Nearly 52,000 Americans have died from the virus so far — a number that increases daily as a result of new fatalities and states reviewing previous deaths that had not been tied to the disease.
The virus has killed at least 197,000 people worldwide, according to Johns Hopkins University.
In the US, limited testing in early February was part of the reason California officials did not count two earlier deaths as coronavirus-related. This week, they confirmed the two victims — a 57-year-old woman who died February 6 and a 69-year-old man who died February 17– are the earliest known US victims.
New efforts by some states to trace more cases will give officials a better idea of the magnitude of the pandemic in the country. That, in addition to testing — which experts say is still not where it needs to be.
More testing needed: The US has conducted about 5.1 million tests but Dr. Anthony Fauci, the nation’s leading epidemiologist, said this week the nation needs to increase testing. Two new reports from public health experts and economists highlight that in order to safely reopen states, the country needs to conduct millions of tests per week.

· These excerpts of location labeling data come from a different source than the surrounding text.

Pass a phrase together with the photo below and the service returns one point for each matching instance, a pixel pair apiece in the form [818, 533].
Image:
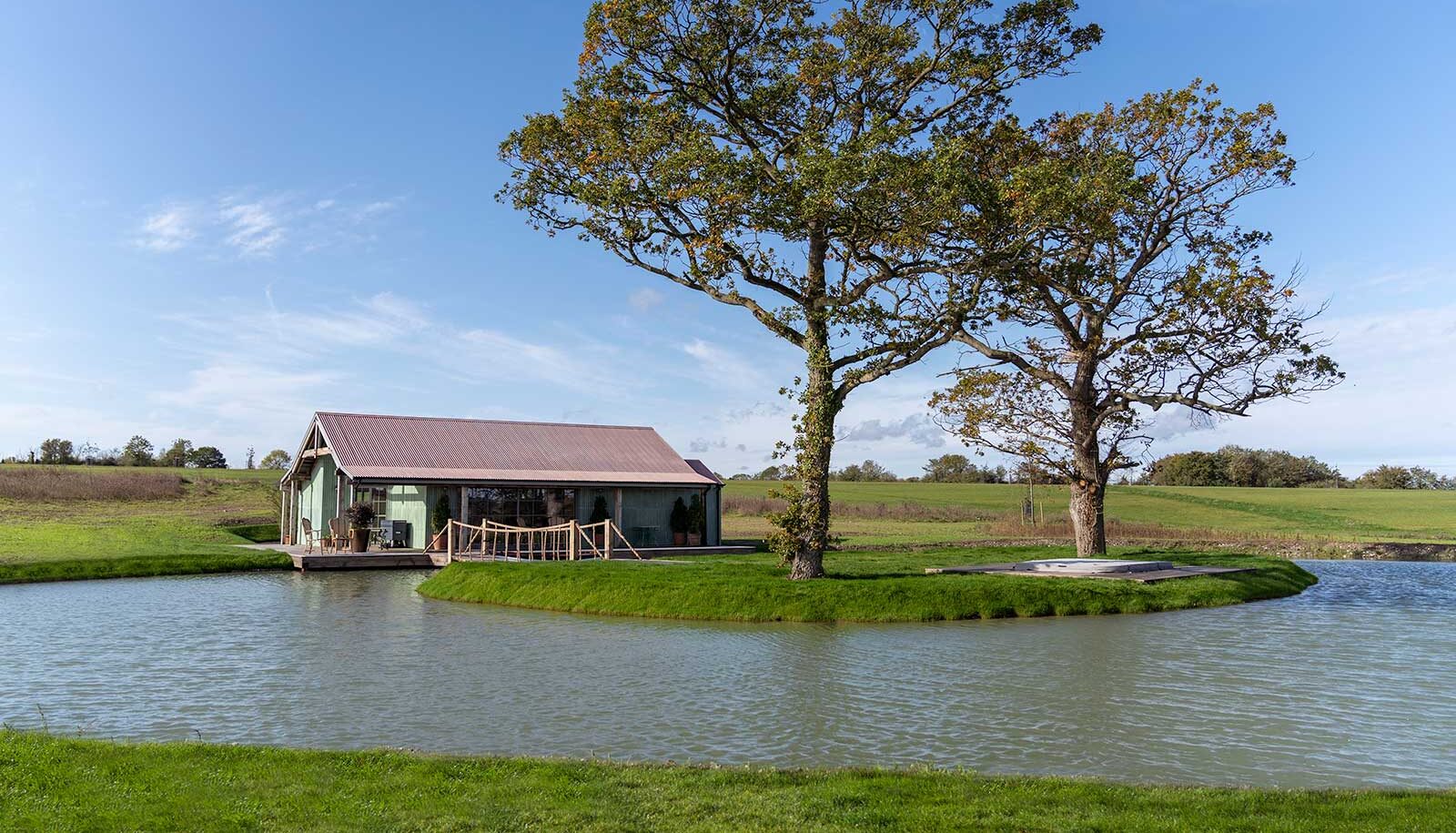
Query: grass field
[188, 520]
[57, 784]
[863, 587]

And as health officials race to get the virus under control, state leaders are setting the date they’ll begin reopening their economies — decisions that President Donald Trump has said are entirely up to governors.
Georgia Gov. Brian Kemp on Friday opened some businesses, including barber shops and hair salons, tattoo parlors, gyms and bowling alleys. The state has recorded more than 22,491 infections and at least 899 deaths, according to a tally by Johns Hopkins University.